Pages

Kasım 10, 2011

cuma ve pazar günlerine ait bi koku bi hava bi bişey var. takvime bakmadan anlarsın bugün pazar diye. bilmiyorum neden ama en çok evdeyken hissediyorum bunu. cuma günü olunca mavi önlüğümle okuldan çıkıp babamın beni almasını beklerdim sonra da abimi almaya gider miyiz heyecanı yaşardım. sonra cuma günleri hep bi  mutlu olma havası yaşatırdı bana bu böyle kaldı. pazar günü ise kahvaltıdan sonra başlardı gerginlik,karın ağrısı. hele saat 4 buçuk oldu mu,abim giyinmeye başlardı,annem yemek hazırlardı ve hep ntv de bi basket maçı olurdu. pazar günü deyince aklıma hep şu ses eşliğinde evde yaşanan telaş gelir. pazar günlerini de bundan sevmem işte. bilinçaltında var bişey dedikleri bu olsa gerek. cuma ya da pazar sanırım kavuşma ve ayrılma günlerinde yaşanan hisler bunlar.ama benim aklımda cuma ve pazar olarak kalıcak hep.

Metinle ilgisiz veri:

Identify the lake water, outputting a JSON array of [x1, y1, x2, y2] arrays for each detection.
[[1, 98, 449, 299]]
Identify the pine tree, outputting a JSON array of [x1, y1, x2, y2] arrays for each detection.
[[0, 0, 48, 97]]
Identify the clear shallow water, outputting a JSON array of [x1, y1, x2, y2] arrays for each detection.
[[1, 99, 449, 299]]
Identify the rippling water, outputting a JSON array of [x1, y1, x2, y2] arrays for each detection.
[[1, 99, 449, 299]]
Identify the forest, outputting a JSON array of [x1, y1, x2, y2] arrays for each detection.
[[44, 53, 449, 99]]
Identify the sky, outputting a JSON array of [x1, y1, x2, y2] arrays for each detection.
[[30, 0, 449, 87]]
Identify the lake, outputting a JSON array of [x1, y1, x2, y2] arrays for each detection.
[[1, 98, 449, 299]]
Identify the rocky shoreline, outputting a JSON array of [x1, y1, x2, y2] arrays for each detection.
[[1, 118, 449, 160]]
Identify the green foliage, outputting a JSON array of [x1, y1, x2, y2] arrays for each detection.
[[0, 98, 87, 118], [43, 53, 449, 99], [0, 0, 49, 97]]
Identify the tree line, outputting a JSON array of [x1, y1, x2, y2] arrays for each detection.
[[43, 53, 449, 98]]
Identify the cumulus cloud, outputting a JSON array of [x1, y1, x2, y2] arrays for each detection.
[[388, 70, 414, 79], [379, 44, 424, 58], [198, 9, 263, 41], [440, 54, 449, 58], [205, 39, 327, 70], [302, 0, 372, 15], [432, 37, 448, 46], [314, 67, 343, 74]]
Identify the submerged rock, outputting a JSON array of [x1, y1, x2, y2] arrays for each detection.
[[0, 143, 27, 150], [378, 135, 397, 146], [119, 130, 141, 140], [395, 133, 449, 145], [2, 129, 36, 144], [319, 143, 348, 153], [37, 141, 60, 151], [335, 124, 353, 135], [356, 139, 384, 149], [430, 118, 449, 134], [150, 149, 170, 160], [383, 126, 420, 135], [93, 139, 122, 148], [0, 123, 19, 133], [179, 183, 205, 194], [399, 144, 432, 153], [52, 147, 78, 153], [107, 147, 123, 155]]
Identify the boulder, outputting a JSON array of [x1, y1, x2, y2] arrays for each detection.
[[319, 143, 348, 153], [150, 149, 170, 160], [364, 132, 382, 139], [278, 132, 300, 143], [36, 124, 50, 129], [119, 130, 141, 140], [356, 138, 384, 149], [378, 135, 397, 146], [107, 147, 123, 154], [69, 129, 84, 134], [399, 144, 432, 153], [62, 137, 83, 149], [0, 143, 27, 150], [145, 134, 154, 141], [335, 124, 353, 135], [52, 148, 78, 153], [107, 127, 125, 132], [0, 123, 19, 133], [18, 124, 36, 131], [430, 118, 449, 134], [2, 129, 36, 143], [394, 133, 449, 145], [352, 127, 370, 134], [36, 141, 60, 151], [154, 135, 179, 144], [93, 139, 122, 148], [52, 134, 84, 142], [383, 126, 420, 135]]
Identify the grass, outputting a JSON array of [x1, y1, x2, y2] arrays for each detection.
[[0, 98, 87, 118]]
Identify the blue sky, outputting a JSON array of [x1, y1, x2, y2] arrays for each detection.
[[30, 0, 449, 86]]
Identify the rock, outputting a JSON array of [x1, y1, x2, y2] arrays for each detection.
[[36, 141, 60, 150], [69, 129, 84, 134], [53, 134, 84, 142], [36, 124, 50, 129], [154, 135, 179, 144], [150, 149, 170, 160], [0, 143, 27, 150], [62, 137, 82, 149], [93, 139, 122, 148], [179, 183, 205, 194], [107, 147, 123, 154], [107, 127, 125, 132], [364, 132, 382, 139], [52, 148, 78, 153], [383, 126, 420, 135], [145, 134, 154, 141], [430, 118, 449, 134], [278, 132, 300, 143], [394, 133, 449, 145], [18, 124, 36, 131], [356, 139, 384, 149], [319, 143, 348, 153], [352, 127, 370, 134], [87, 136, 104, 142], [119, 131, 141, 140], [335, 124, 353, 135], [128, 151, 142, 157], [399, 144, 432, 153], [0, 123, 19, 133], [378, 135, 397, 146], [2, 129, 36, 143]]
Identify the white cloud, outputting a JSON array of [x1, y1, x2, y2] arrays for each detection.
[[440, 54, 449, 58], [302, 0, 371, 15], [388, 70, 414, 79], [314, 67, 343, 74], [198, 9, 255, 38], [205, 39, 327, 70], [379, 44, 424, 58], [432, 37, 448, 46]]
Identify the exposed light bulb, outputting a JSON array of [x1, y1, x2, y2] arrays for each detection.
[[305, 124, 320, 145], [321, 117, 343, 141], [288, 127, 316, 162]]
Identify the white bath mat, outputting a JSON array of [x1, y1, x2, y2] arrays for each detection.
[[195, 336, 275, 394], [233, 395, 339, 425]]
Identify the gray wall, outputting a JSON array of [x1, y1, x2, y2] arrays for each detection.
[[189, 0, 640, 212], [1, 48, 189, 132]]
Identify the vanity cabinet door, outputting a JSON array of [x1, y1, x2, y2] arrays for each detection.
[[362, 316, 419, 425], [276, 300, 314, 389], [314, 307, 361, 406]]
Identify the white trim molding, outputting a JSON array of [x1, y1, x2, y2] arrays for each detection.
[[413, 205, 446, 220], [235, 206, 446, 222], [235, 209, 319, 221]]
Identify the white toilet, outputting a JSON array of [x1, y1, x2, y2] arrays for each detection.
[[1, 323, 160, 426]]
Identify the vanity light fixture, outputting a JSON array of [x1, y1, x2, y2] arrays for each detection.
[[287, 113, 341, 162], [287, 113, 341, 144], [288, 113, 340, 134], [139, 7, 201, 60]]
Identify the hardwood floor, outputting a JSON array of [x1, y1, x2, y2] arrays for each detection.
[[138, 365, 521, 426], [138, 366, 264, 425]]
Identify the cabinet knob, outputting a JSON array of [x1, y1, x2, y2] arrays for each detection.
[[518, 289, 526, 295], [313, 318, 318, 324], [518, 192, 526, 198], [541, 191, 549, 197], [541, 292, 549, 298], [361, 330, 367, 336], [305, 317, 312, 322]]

P.S: bugün cuma değil onun da farkındayım:)

Kasım 07, 2011

378592790 defa bi cümleyle giriş yapıp sildim galiba. en sonunda bunu dile getirmek istedim.
bayramı özet geçmek istiyorum ki şöye:
et yemekten bulanan bi mide,çalışılması gereken ama çalışsam da anlamlandıramadığım sayfalarca not,buluşulup görüşülmesi gereken bir yâr,e bizi neden görmedin izmir e geldin de diyen insanlar kümesi,ye kızım ye diyen yemeyince küsen annee,gecenin 2sinde ben geldim kapıyı aç diye sürpriz yapan abii,deli gibi acıkmışken çat diye gelen misafir ve beni her türlü sakinleştiren baba,ve maaile geçirilen bol gülmeceli bayram... lalallaa
sevgilerr,mutlu bayramlar

Kasım 02, 2011

sınıfta yabancı öğrenciler olmasa neyle eğlencez hiç bilmiyorum. omar ürdünlü nicola da italyan. tek kelime türkçe bilmiyolar.yavaş yavaş öğrenmeye başladılar gibi. ama bugün aralarında geçen dialog iyiydi:
nicola: can i take a cigarette ?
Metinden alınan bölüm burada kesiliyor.